This (the machine invented by the famous Chinese author, Lin Yutang, and described on the first page [first four paragraphs] of the Wikipedia article here) is probably the closest the Chinese ever got to decomposing their script into an "alphabet" consisting of "letters" (recurrent graphemic elements that can be combined in a principled way to form all of the characters / morphemes in their writing system). You'll note that it didn't really work during their presentation to the Remington Typewriter Company executives. The press conference demonstration they had the next day was probably of the carefully rehearsed, staged, orchestrated sort designers of Chinese information processing / technology software and hardware often present (the kind documented by Li-ching Chang in her film made at a vocational high school in Beijing), not one prepared to respond spontaneously to tasks posed by the audience. Judging from my own experience with Chinese software and information processing / technology developers over more than a quarter of a century, this may have been what went wrong when Lin presented his typewriter to the Remington executives: they asked him (or his operator) to type something impromptu. Incidentally, the development of this fatally flawed typing machine left Lin — whose books were bestsellers in America — bankrupt.
The "typewriter" described on the second page (fifth paragraph: "Another kind of Chinese typewriter") section of the Wikipedia article cited above is the only kind of machine for writing Chinese that achieved fairly widespread use. (Most of the typewriters shown here are of this sort.) It was basically a limited font of about two to three thousand of the most common characters, with hundreds or thousands of more obscure characters kept in boxes nearby, to be laboriously sought out when needed (most typists just wrote such characters in by hand [if they knew them; but usually they were simply copying from a printed page or somebody's handwritten draft anyway — even now, except with pinyin-inputting systems, Chinese have not benefited very much from touch-typing] rather than try to find them in the boxes). The Wikipedia article claims that "good operators were able to type around 70 words per minute." First of all, this probably means "characters," not "words" (which are largely disyllabic). Secondly, this could only have been true of a highly skilled operator presenting a carefully prepared and practiced text without any unusual characters (i.e., beyond those in the main tray). The typists I observed using these machines in Taiwan, China, and at the UN back in the 70s and early 80s — all professionals, not casual typists — seldom exceeded about 10-12 characters per minute under the best circumstances (only common characters found in the main tray, and working from clean drafts or copying from printed materials).

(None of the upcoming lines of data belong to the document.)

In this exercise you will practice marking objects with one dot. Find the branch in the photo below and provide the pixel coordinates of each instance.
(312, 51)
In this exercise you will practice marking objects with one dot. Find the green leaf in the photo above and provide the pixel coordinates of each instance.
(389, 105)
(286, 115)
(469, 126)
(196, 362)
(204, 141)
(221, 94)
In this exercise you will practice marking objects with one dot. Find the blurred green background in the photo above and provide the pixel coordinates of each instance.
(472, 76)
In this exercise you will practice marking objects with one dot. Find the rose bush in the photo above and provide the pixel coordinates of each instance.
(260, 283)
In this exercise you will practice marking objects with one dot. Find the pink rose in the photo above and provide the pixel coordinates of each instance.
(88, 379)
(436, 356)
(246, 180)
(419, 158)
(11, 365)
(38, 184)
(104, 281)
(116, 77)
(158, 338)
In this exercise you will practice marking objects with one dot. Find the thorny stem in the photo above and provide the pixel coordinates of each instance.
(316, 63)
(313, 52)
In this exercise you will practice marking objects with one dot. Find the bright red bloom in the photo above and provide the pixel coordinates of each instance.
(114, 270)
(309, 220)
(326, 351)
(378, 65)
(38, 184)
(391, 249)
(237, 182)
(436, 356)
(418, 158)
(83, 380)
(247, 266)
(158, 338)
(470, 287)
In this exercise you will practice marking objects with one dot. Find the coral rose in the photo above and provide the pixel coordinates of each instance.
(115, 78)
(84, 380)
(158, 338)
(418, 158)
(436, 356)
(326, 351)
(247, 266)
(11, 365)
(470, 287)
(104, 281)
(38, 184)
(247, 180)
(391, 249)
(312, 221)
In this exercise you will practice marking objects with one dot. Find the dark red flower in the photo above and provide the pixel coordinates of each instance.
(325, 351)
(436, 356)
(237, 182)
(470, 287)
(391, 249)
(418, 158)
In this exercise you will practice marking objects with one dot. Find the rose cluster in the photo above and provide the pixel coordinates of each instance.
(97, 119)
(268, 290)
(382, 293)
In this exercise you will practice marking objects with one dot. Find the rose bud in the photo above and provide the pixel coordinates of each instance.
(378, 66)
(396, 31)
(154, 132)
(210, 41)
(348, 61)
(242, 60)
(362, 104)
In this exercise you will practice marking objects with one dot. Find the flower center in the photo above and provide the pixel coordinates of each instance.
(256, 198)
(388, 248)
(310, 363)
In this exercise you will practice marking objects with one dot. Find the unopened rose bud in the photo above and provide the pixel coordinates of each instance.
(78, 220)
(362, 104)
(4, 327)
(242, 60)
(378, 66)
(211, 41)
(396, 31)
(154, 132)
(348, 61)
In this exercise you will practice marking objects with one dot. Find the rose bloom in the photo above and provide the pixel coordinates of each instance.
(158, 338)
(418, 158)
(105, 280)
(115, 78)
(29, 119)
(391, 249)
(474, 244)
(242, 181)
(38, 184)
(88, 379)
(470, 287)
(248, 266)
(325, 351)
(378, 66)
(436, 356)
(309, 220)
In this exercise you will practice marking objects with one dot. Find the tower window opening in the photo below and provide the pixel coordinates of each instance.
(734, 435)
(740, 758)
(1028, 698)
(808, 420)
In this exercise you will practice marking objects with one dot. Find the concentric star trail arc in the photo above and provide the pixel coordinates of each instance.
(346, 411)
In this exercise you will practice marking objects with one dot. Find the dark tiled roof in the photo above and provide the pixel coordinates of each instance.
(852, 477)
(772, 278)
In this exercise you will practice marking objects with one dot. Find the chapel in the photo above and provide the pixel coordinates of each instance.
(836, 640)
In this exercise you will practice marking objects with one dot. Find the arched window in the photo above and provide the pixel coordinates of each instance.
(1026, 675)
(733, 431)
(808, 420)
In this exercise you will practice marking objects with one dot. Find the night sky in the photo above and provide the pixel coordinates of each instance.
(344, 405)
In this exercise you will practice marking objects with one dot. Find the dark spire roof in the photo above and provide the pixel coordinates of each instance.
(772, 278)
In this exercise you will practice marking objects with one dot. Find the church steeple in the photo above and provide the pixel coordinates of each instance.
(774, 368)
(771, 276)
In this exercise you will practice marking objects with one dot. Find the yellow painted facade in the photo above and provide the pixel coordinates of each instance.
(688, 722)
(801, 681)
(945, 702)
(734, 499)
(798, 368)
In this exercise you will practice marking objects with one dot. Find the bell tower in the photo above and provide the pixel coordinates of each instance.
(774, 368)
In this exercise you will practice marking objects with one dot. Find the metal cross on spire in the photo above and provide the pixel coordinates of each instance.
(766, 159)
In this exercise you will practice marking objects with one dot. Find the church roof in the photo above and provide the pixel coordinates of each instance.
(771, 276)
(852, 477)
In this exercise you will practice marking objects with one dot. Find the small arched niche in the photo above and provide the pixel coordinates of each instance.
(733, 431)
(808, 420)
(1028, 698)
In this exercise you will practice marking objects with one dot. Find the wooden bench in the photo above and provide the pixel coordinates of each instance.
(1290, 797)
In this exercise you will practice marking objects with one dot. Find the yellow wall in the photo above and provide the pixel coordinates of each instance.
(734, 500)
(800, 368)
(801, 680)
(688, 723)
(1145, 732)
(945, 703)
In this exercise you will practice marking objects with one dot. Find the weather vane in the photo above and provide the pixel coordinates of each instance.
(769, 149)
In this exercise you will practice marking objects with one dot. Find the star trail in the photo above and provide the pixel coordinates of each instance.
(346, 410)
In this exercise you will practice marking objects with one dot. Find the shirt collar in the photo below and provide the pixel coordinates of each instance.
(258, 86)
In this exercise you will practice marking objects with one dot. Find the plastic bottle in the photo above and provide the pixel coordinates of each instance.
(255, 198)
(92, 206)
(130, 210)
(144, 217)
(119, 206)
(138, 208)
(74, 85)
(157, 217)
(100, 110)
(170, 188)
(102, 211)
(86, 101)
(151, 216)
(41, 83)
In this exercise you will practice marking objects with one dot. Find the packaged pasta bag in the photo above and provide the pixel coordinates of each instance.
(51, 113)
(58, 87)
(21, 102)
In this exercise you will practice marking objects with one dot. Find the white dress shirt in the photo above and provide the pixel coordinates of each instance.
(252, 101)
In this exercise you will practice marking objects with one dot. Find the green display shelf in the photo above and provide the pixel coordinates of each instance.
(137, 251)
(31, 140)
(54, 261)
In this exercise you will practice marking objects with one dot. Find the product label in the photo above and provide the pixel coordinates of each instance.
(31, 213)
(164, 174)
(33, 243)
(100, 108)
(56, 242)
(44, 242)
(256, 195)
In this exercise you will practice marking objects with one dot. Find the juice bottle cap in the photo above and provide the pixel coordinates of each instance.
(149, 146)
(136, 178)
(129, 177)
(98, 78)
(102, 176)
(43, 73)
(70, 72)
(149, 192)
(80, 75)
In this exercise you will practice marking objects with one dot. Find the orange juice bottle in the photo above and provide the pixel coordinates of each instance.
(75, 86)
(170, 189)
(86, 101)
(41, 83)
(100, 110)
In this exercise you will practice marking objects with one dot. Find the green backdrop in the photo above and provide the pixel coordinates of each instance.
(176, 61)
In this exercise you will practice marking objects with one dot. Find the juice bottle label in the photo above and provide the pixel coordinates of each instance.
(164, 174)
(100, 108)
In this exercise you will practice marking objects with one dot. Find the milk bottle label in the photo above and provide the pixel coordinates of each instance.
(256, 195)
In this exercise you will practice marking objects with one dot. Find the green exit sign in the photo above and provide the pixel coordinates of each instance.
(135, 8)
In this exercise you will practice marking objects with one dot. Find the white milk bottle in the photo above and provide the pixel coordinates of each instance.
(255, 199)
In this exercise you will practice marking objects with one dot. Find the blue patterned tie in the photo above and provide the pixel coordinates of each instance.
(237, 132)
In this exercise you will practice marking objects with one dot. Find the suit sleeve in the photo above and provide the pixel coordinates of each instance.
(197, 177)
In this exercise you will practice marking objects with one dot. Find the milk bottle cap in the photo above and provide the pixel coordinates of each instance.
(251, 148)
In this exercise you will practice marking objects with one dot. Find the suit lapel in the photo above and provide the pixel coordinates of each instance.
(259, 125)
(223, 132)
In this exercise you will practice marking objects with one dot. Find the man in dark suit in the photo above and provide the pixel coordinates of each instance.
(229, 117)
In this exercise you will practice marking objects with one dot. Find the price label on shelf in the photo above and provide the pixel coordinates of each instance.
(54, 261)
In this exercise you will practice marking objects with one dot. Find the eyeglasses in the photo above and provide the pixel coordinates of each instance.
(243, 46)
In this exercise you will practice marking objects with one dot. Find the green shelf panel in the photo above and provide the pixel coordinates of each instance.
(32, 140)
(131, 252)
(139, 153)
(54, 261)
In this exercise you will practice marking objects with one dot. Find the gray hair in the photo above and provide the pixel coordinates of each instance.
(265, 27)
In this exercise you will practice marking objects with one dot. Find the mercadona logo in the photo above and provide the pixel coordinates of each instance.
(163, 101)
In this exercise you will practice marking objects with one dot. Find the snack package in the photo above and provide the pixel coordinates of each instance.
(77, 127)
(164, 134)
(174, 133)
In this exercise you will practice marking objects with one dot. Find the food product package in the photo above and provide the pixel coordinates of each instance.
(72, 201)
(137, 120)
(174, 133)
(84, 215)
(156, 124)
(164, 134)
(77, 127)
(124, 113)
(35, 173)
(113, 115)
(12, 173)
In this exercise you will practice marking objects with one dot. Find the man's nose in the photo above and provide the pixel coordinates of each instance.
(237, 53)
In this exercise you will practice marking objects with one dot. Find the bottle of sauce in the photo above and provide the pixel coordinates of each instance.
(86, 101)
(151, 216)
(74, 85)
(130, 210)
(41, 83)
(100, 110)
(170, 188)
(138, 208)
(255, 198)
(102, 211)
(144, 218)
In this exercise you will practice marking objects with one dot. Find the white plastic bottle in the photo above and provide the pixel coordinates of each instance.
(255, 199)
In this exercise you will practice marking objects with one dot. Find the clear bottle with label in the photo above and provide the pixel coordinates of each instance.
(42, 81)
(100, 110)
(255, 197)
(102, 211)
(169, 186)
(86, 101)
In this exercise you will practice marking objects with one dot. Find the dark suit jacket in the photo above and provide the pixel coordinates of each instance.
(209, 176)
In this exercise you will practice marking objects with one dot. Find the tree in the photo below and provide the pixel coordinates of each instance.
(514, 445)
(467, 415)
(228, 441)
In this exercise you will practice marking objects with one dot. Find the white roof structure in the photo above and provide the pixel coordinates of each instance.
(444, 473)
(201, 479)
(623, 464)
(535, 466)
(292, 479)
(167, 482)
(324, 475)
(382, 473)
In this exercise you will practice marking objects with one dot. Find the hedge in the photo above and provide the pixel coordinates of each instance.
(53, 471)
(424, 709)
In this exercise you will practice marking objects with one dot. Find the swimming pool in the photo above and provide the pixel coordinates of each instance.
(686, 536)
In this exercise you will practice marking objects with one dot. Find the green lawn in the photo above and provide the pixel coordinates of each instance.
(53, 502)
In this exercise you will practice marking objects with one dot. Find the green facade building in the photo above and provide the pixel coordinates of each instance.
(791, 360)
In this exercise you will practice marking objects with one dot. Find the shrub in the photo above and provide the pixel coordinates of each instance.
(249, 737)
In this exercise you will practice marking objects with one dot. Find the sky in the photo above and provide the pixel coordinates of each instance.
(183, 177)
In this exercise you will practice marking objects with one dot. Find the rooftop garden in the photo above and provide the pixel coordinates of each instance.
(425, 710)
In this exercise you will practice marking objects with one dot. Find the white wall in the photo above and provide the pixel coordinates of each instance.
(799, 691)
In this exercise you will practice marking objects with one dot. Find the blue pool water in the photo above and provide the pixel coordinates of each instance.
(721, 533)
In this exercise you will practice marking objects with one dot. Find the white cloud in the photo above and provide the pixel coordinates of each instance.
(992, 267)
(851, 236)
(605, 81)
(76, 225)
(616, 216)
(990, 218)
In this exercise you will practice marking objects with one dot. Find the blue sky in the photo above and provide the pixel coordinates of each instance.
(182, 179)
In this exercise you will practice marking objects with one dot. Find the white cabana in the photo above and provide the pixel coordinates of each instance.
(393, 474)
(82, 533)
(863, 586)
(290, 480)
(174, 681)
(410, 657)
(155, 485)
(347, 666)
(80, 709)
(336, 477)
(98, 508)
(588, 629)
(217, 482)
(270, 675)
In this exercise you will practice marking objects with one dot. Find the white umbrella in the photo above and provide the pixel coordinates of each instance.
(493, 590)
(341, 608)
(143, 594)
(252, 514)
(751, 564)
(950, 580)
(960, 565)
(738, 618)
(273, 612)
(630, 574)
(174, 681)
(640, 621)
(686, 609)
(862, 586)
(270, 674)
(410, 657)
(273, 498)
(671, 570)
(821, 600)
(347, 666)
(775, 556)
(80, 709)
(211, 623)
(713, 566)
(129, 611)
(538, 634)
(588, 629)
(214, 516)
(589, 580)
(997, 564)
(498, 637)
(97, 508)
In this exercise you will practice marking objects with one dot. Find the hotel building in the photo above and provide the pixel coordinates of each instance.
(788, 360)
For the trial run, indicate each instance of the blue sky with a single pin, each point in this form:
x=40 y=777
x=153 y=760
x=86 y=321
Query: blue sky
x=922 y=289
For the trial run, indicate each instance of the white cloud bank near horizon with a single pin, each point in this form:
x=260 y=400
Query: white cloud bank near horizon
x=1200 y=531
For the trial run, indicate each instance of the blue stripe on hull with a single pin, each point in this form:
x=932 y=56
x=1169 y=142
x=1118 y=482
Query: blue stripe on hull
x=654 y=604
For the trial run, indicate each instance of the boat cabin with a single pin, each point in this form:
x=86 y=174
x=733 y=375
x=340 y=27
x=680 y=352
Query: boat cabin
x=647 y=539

Many of the difficulties outlined above have continued even into the computer age, which accounts for the (should I avoid using "literally"?) thousands of different inputting systems that have been devised during the past three decades. The vast majority of individuals, both for short text messaging and for word processing with computers, now use various types of romanized inputting, with those methods that take advantage of word segmentation being the most efficient.
Thanks to Michael Carr for the first Wikipedia reference.